Ever wondered what you do all day? OK – you likely know that now, but curious what you were doing last month? Or last year? How about what your friends are up to? Excellent post by Emily Chang today regarding an RSS mashup she’s done for herself. She’s mashing up all her social RSS feeds — Flickr, Last.fm, her blogs, twitter, her events at upcoming.org, plazes, etc. They’re all being pulled together, timestamped, and stored in a database on her server — then fed out as one big data stream. Talk about a stalker’s paradise.
She’s using a plugin called feedgrab (odd it doesn’t have own URL) by Andrew Weaver. She mentions one of the problems she had run into in the past was hosted solutions (e.g. flickr RSS feed is hosted at flickr.com) — I also wonder how long those hosted RSS feeds last for (or how many items are in them). Also, multiple servers are going to have multiple timestamps. Her solution runs on her own server, pulls from the various RSS feeds in real-time, stores the entries on her server, and follows one consistent timestamp.

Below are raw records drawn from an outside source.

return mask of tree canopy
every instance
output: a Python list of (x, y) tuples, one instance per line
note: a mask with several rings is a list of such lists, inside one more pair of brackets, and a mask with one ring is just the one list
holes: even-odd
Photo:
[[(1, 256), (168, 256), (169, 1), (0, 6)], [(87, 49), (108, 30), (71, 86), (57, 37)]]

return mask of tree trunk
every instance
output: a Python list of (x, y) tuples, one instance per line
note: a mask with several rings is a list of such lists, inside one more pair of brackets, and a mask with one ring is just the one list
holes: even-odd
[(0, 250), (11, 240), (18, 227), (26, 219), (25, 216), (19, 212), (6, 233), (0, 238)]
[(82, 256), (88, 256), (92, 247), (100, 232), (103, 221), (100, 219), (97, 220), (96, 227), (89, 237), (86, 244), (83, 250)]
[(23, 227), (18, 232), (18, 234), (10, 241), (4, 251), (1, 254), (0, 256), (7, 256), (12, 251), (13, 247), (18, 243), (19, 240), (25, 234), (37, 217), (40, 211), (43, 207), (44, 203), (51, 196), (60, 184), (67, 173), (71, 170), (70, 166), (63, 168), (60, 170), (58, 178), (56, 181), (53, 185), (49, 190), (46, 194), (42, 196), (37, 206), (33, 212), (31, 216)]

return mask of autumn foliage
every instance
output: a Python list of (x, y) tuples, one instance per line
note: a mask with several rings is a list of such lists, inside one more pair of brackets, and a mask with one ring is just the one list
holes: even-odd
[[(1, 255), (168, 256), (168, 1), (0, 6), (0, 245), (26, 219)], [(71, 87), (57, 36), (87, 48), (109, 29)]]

So who’s going to create this for the rest of us? You could either set one up for yourself, or if you knew all the usernames for your friend on various services, you could
stalk set one up on them.
There’s endless possibilities of this thing. If everyone’s activity is tracked using one set timestamp — you could compare your stream against everyone else in the database, and see who was listening to something at the same time as you. You could see who was at the same event as you. You could see who was at the same restaurant as you.
You could see how often you frequent places — you could see how often others do.
For the company that launches this business — there’s plenty of monetization opportunity. Anytime someone is viewing their timeline — you could show related advertising. Someone visits Starbucks alot? Seattle’s Best has a location right nearby — here’s a $1 off coupon. Someone listens to Bruce Springsteen? Well, have they heard of Will Hoge?
Talk about a MySpace widget that some people would love — “here world, here’s a (mostly) complete record of what I’m doing online and offline.”
Looks like in the comments of Emily’s post there are a few companies trying similar things — Slifeshare, which requires a Mac it appears with the Slife Labs client installed (which tracks your activities — “activity browser”). AOL IM will alert you of updates to specific RSS feeds (doesn’t appear to store this info for an extended period of time). Also, Fred Wilson had posted about Root Vaults, which he uses with Attention Trust (to track his clicks) that stores all of his online activity. Fred has another great post talking about this type of stuff here — it’ll give you some more ideas.